In previewing his talk at the IAPP Europe Data Protection Intensive, Big Data thinker Andreas Weigend equated Big Data with Big Oil. At the very highest levels, he argued, both are essentially worthless without refinement.
There is, of course, a key difference: “We’re not going to run out of data anytime soon,” Weigend told the crowd in London. “It’s maybe the only resource that grows exponentially…Maybe every 1.5 years we’re seeing data double, and much of that data is social data, data about ourselves.”
In order for the economy to capitalize on that abundant resource, he said, that personally identifying data is going to need to flow freely.
“I am not a lawyer,” he said to a room with a number of lawyers, “but is it true that in the EU you want to make it difficult for people to keep that identity?” Referring to the draft regulation, he wondered, “Is it true that some people want to move to an opt-in, where instead of companies being able to build these social business models that power the economy, you want to kill that? Do you want to just declare bankruptcy and let the Chinese come in and do it for you?”

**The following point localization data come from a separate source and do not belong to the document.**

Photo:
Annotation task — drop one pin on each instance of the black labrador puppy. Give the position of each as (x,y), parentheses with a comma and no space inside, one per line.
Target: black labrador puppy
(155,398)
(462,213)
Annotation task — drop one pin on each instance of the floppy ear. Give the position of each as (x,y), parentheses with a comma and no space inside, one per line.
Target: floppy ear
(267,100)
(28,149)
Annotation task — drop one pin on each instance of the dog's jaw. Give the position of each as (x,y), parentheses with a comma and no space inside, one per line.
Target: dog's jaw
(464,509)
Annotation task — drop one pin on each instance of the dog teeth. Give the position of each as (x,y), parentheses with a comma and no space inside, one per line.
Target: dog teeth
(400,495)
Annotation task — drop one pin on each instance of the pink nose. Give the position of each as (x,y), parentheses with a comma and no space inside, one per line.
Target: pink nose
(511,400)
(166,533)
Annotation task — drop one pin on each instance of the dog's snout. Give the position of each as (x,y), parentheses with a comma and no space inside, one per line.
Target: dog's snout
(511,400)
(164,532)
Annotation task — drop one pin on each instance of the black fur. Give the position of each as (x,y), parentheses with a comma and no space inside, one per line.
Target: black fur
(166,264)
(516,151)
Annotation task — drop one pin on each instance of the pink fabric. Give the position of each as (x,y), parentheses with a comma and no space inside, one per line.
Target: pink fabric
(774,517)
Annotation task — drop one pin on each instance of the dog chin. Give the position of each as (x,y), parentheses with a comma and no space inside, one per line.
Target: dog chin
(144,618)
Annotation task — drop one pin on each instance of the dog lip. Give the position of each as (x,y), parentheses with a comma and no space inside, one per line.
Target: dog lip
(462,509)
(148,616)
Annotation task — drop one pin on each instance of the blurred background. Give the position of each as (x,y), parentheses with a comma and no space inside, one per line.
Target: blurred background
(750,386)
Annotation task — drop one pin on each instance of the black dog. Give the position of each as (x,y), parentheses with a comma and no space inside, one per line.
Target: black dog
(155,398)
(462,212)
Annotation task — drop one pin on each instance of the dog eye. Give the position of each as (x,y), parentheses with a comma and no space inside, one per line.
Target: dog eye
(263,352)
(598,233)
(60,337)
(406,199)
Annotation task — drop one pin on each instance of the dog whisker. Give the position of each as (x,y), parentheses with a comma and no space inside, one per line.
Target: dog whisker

He was being dramatic for effect, but he demonstrated for the audience quite clearly the shifting opinions on personal information when he popped up a slide showing the file the secrete police in East Germany once kept on him in the 1980s. “Now people share information on Facebook that the KGB would not have gotten out of them under threat of torture,” he said. “I’m trying to figure out why.”
“I hope I can understand a little bit more how we’ve moved from the e-business world where the company is in the middle, to a me-business, where the consumer is in the center, making RFPs,” he said of the new business paradigm.
Previously, the company would create offerings, and the customer would choose among them. Now, by sharing personal information, the customer can, in effect, put out a request for an offering, and a company can serve up a more perfect product designed for that very consumer.
Eventually, he said, we may find ourselves in an era of “we-business,” where each consumer broadcasts a set of abilities and desires, and everyone is a potential supplier and purchaser, companies and individuals alike.
He used as an example web sites like www.HomeAway.com, where people can post their spare bedrooms for rent and customers can elect to rent those rooms instead of those offered by hotels. Of course, there’s something a lot more personal about renting out your spare bedroom than the accepted practice of staying in a traditional hotel.
Is it possible that privacy law, in the direction it’s currently heading, could stifle this kind of innovation?